Two Designs

Here’s a concrete example of two approaches to a software problem, each with different advantages, and circumstances that would lead me to choose one over the other.

Recently I wrote a job to create and save datasets that are used for downstream work. The code is run through a scheduler that will spin up a worker and execute, so it has to be decoupled from any upstream or downstream jobs.

The first design I considered is pretty standard: we tell the job which datasets we want, validate that the parameters needed for the dataset are present, and then build those datasets.

def main(make_dataset1: bool, make_dataset2: bool, make_dataset3: bool, a = None, b = None, c = None, d = None):
	if make_dataset1:
		assert a is not None and b is not None
		build_dataset1(a, b, d)
	if make_dataset2:
		assert c is not None and d is not None
		build_dataset2(c)
	if make_dataset3:
		assert b is not None and d is not None
		build_dataset3(b, d)

In the second approach, instead of telling the job which datasets to build, we pass it all the parameters we have, and the job builds whatever datasets it can.

def main(params: Dict):
	for dataset_builder in [build_dataset1, build_dataset2, build_dataset3]:
		try:
			dataset_builder(**params)
		except TypeError: # Error we get if arguments are missing
			print(f"Skipping job {job.__name__} due to missing parameters")

These are pretty different approaches, representing two poles of design – let’s call them explicit and pass-through. (In between versions exist too, but let’s ignore them for now.) What are some tradeoffs between them?

  • In the explicit version, code calling the job needs to know about the different datasets and parameters. This makes it tightly coupled to the details of the build_dataset functions, or at least their signatures. In the pass-through approach, the calling code can just submit the job to a scheduler – it doesn’t know anything about those functions, and doesn’t need to change when we modify them.

  • Similarly, the build_dataset functions all have different signatures, making it hard to abstract over them and requiring us to change the job code if the functions ever change. In the pass-through approach, we can call them all in the same way, and only need to change the job code if we add or remove a dataset.

  • In the first version, it’s easier to be explicit about exactly which datasets we want, and to fail loudly if one or more can’t be created. In the second, our intentions for which datasets to make aren’t found anywhere in the code, and it’s easier to quietly fail, leading to a downstream error.

In short, the explicit version is a bit safer , but suffers from excess coupling – we have to update many more parts of the code when things change.

I went with the pass-through approach. Why?

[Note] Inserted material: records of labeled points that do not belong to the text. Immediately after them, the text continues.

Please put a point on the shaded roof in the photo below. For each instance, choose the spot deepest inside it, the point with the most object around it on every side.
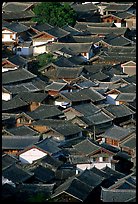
(75, 188)
(18, 15)
(17, 27)
(113, 172)
(43, 174)
(16, 6)
(18, 75)
(17, 60)
(129, 143)
(83, 25)
(86, 147)
(130, 88)
(42, 27)
(117, 133)
(18, 142)
(123, 15)
(22, 89)
(13, 104)
(86, 109)
(117, 195)
(106, 30)
(99, 172)
(71, 30)
(90, 178)
(8, 160)
(97, 118)
(128, 97)
(57, 32)
(32, 96)
(48, 145)
(22, 131)
(84, 7)
(49, 161)
(118, 7)
(56, 86)
(45, 111)
(16, 174)
(119, 110)
(117, 40)
(76, 47)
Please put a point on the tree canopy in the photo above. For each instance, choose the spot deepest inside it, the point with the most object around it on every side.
(55, 14)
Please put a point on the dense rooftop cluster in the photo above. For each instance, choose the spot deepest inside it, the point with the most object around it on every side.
(69, 123)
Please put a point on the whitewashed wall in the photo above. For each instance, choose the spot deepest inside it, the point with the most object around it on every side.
(6, 96)
(6, 36)
(31, 155)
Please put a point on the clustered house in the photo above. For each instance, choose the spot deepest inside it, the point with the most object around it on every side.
(69, 124)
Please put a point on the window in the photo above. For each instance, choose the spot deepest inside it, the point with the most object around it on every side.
(11, 36)
(19, 49)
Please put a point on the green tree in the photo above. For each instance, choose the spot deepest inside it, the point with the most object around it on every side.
(55, 14)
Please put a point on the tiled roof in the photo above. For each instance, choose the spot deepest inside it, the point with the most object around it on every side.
(17, 75)
(45, 111)
(16, 174)
(18, 142)
(129, 97)
(117, 133)
(86, 147)
(22, 131)
(119, 110)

First, the safety offered by the explicit approach consists entirely of failing earlier. This is a good thing, but in my use case the pipeline takes about 10 minutes for the workers to start up, but then each job runs relatively quickly. In the explicit approach, we’ll get a loud failure right around when the workers spin up, which means 10 minutes in. In the pass-through approach, we get that failure about 12 minutes in. So the extra safety is pretty marginal in this case.

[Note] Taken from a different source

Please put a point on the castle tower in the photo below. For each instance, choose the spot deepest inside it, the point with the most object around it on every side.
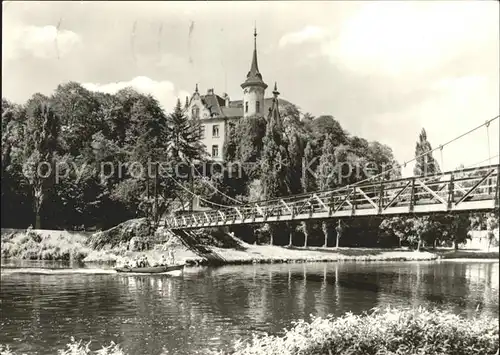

(If we were submitting to an always-running cluster, the extra safety would be much more valuable, because the failure times might look more like 30 seconds and 150 seconds, meaning the first gives us a 5x faster feedback loop instead of just a 20% improvement.)

Next, I expected the explicit version to give us a bunch of extra failures – since a common change would have to modify 3 parts of the code instead of 1, the odds that I would make a mistake were pretty high, and this mistake would result in a loud failure 10 minutes in.

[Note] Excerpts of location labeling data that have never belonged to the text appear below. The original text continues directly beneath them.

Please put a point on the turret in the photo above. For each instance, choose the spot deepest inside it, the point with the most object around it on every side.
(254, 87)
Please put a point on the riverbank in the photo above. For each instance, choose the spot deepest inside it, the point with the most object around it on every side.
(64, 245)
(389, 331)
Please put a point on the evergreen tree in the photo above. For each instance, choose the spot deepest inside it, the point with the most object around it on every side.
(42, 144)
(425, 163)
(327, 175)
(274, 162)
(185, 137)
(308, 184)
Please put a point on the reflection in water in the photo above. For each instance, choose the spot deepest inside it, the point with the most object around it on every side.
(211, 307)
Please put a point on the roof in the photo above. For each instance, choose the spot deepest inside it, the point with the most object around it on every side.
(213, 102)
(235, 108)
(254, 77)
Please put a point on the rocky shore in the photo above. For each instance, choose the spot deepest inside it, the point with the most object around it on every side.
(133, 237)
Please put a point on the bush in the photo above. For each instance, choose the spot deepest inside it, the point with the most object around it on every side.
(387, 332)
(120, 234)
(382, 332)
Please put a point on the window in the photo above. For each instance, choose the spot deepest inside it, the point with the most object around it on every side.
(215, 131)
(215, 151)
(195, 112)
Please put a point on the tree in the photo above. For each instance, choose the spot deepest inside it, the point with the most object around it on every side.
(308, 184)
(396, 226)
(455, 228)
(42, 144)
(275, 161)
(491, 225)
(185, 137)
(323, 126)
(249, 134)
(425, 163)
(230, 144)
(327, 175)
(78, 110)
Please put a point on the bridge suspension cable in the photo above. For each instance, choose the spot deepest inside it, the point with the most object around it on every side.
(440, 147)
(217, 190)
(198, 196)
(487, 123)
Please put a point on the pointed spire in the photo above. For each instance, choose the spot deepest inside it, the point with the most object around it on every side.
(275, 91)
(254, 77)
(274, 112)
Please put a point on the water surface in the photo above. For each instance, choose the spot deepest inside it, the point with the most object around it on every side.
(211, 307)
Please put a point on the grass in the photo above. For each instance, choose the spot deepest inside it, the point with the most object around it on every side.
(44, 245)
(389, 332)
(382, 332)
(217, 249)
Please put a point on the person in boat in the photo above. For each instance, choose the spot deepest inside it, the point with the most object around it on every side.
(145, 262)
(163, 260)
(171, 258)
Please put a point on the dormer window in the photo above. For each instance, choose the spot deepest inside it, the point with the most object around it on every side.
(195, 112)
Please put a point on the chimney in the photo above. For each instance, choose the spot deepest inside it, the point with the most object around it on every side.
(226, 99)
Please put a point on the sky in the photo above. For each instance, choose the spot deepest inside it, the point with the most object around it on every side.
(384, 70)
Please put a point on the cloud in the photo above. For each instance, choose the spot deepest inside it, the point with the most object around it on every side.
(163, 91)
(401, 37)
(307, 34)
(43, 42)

(If this could be easily statically type checked and give us a compile-time error instead of a runtime error, that would would be a big point in favor of the explicit approach.)

Last, the the cost of having smart calling code was quite high for us – since our scheduler (AWS Batch) could only handle logic of the form “run job 2 after job 1”, it meant that I would essentially need to run another coordinating process, that would duplicate some but not all of the work of the scheduler. This adds another moving part that can fail, and ties up a development machine.

(If we had already been using a more capable scheduling framework like AirFlow, this wouldn’t be a big deal. But the one-time cost of setting up such a framework is pretty high, and I didn’t think it was worth it.)